Dietary fiber food still life
A new study from researchers at Harvard medical school published in the Journal of Nutrition reports increased brain reward centers’ stimulation from eating higher amounts of carbohydrates.

These findings add support to the potentially addictive qualities of carbohydrates and may explain why carbs can lead to overeating.

Drs. Laura Holsen, David Ludwig, and colleagues randomized 72 overweight volunteers to one of three diets meant to maintain weight stability over 20-weeks. Here are the three diets:

  1. 60% carbs, 20% fat, and 20 % protein
  2. 40% carbs, 40% fat, and 20% protein
  3. 20% carbs, 60% fat, and 20% protein

The study provided all meals and snacks for all participants — an impressive undertaking totaling over 2,000 meals and snacks.

The volunteers then underwent fasting brain MRI scans to measure brain blood flow, followed by another scan four hours after eating their first meal of the day.

Subjects eating 60% of the calories from carbs had a 43% higher blood flow in the brain’s nucleus accumbens area compared to those eating 20% carbs (The nucleus accumbens is an area associated with reward behavior including addiction and cravings.). Even the fasting hypothalamus blood flow was 41% more intense in the high-carb group than the low-carb group (the hypothalamus is believed to play a key role in energy regulation and calorie intake.)

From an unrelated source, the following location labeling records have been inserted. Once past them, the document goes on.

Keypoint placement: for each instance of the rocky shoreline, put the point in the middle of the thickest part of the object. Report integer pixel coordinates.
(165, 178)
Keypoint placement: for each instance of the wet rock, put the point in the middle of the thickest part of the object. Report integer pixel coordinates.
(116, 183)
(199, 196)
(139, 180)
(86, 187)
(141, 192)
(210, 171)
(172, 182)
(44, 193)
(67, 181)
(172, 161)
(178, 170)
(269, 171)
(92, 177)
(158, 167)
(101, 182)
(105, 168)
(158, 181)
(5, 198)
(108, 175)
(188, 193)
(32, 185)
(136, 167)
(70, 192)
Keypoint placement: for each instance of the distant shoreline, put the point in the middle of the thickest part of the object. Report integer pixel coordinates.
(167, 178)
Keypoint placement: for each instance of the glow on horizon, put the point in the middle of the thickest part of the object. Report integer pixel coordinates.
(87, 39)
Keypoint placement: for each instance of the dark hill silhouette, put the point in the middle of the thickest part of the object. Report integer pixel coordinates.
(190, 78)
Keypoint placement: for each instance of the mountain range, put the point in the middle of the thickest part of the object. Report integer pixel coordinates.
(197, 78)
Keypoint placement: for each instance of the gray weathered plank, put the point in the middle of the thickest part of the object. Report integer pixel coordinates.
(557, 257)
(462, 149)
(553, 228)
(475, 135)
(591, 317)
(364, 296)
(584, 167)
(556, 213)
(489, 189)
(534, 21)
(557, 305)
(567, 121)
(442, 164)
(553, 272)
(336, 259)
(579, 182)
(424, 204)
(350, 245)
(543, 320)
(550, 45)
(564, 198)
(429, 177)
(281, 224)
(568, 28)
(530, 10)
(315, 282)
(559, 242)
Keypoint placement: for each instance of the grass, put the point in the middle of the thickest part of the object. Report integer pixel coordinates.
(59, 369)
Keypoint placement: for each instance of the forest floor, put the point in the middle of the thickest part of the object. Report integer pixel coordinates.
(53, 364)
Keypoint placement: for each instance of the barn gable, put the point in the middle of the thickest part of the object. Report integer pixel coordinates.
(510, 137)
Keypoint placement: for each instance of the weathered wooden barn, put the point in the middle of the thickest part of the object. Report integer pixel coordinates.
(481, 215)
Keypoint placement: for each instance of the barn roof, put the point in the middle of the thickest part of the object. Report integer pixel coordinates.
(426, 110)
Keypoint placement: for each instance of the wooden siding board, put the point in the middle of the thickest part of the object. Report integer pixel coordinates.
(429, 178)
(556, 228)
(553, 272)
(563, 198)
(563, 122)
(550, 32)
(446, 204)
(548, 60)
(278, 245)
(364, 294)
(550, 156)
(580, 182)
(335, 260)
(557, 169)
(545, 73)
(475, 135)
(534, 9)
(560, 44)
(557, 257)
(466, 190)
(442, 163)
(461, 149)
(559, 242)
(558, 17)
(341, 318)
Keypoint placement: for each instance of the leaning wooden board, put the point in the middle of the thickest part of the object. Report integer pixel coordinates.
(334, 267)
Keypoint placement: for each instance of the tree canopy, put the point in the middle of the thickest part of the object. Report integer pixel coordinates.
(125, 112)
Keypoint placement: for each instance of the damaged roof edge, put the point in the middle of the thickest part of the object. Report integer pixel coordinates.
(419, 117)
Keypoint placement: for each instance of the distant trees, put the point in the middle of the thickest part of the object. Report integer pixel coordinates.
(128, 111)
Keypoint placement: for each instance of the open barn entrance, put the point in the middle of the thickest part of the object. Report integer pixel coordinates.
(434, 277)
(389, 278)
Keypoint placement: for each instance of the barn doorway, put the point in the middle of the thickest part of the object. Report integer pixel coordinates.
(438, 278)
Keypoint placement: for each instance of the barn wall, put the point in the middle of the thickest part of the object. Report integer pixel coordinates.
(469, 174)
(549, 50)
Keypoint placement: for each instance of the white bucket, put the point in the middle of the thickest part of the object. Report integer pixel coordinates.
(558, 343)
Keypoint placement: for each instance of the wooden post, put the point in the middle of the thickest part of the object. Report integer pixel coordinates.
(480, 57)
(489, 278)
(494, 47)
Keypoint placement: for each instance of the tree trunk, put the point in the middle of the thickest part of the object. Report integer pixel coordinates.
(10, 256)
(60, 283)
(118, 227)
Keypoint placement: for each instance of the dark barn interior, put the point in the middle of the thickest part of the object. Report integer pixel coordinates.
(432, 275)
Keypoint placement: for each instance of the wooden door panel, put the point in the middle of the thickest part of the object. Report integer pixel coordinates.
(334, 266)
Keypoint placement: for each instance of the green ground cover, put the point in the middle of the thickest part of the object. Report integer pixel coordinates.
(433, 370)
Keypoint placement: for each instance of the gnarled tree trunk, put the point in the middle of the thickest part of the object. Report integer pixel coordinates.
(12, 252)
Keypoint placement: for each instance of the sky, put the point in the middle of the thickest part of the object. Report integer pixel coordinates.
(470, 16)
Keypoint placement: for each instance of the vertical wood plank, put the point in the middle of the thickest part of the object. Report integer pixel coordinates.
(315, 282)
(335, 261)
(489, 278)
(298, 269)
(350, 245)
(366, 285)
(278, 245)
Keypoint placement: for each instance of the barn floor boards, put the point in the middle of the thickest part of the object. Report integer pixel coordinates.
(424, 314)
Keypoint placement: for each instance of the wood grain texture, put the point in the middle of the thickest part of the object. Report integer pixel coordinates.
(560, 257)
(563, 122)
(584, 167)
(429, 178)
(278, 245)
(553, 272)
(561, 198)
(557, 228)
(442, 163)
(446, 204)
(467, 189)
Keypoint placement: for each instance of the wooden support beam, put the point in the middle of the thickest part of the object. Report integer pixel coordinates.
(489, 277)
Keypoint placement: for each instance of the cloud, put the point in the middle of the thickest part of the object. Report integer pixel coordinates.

Interestingly, there was no cerebral blood flow difference between the 20% and 40% carbohydrate groups. The only significant difference was between the 20% and 60% carb groups. Also of note, subjective cravings and hunger did not differ between any of the groups.

Additionally, the authors report an association between insulin levels at the beginning of the study and subsequent MRI findings.

While the results are complicated, the implication is that those with higher insulin levels who eat a high-carb diet are more prone to a weakening of the reward response, meaning they need a higher volume of rewarding food to get the same response as someone with a lower insulin level. This finding likely requires follow-up replication to understand the clinical implications better.

What does all this mean? Although it is not conclusive, the data suggest that higher carbohydrate diets may stimulate food reward centers and promote greater calorie consumption than lower carbohydrate diets. The reward stimulation appears to be acute (after eating a meal) and chronic (since the findings persisted even in the fasting MRI).

I would like to see a longer-term study in free-living conditions to see how calorie intake and food quality intake differ between the groups and how carbohydrate quality impacts the difference. But this study is a great start toward understanding better the impact carbohydrates have on our desire to eat.